Section 16 (18-13) is now traversed by two pipelines that exist pursuant to conventional (contractual) servitude agreements granted by the Board. The first was constructed pursuant to a "standard form" agreement executed by the Board in 1957 in favor of Koch's ancestor in interest. This servitude agreement (the "Koch Agreement") reads in part as follows:

That for and in consideration of THREE HUNDRED SIXTY SIX AND 60/100 ($366.60) Dollars . . . Grantor does hereby Grant and Convey unto United Gas Pipeline Company . . . a right of way and easement one hundred feet in width to construct, maintain, operate, repair, replace, change the size of and remove pipe lines and appurtenances thereto, including the right at its election to lay such pipe line or lines in open ditches or canals not to exceed forty feet in width, which may be filled in or left open at the option of Grantee. . . .

. . .

TO HAVE AND TO HOLD unto Grantee, its successors and assigns, so long as the rights and easements herein granted, or any of them, shall be used by, or useful to Grantee for the purposes herein granted, with ingress to and egress from the premises, . . . for the purposes of construction, inspecting, repairing and replacing the property of Grantee herein described. . . .

. . .

[S]aid Grantor shall not obstruct or permit to be constructed any house, structures or obstructions, on or over, or that will interfere with the maintenance or operation of, any pipe line or appurtenances constructed hereunder, and will not change the grade over such pipe line.

Koch's pipeline canal was dredged and its pipeline built in 1958.

In 1964, Columbia entered into negotiations with the Board to build the second pipeline across Section 16 (18-13).
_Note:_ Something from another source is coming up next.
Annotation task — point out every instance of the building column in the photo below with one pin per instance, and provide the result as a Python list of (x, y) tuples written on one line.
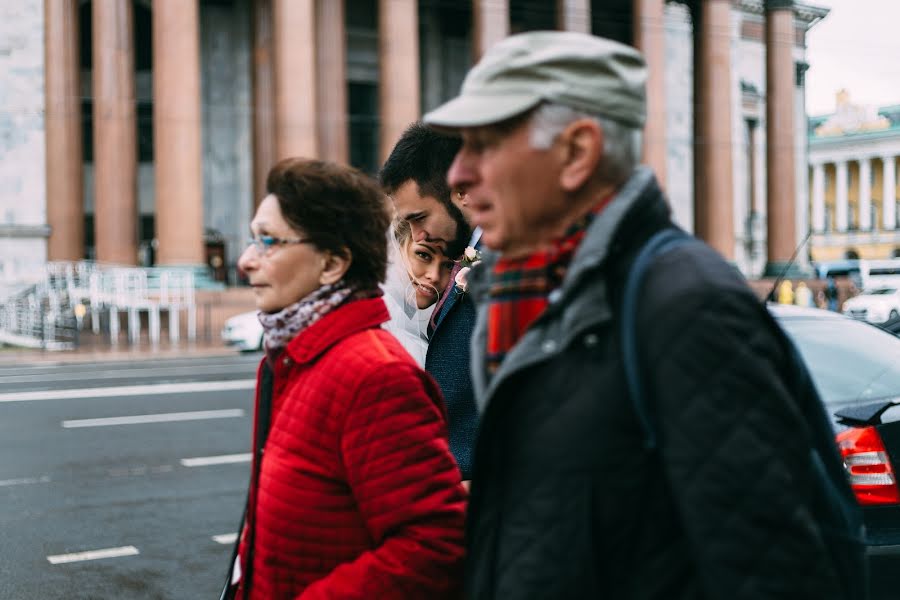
[(65, 195), (398, 59), (865, 194), (176, 131), (115, 145), (263, 76), (818, 197), (780, 131), (713, 188), (840, 195), (296, 110), (889, 193), (332, 81), (491, 24), (574, 15), (650, 39)]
During negotiations, however, Columbia built its pipeline. When, in 1965, this trespass was discovered by the Board, it and Columbia negotiated a servitude agreement using a somewhat different standard form (the "Columbia Agreement"). In return for $685.20, the Board granted Columbia

a servitude, right of way and easement to construct, lay, maintain, operate, alter, repair, remove, change the size of, and replace a pipe line and appurtenances thereto, including but not limited to fittings, tie-overs, valves, corrosion control equipment and other apparatus. . . .

. . .

[S]aid Grantors shall not construct nor permit to be constructed any house, structures, or obstructions and shall not plant nor permit to be planted trees on or over, or that will interfere with the construction, maintenance or operation of any pipe line or appurtenances constructed hereunder, and will not change the grade over such pipe line.

The right of way granted herein shall be 100 feet wide. . . . It is understood and agreed that Grantee shall not be required to backfill the open flotation ditch excavated during construction.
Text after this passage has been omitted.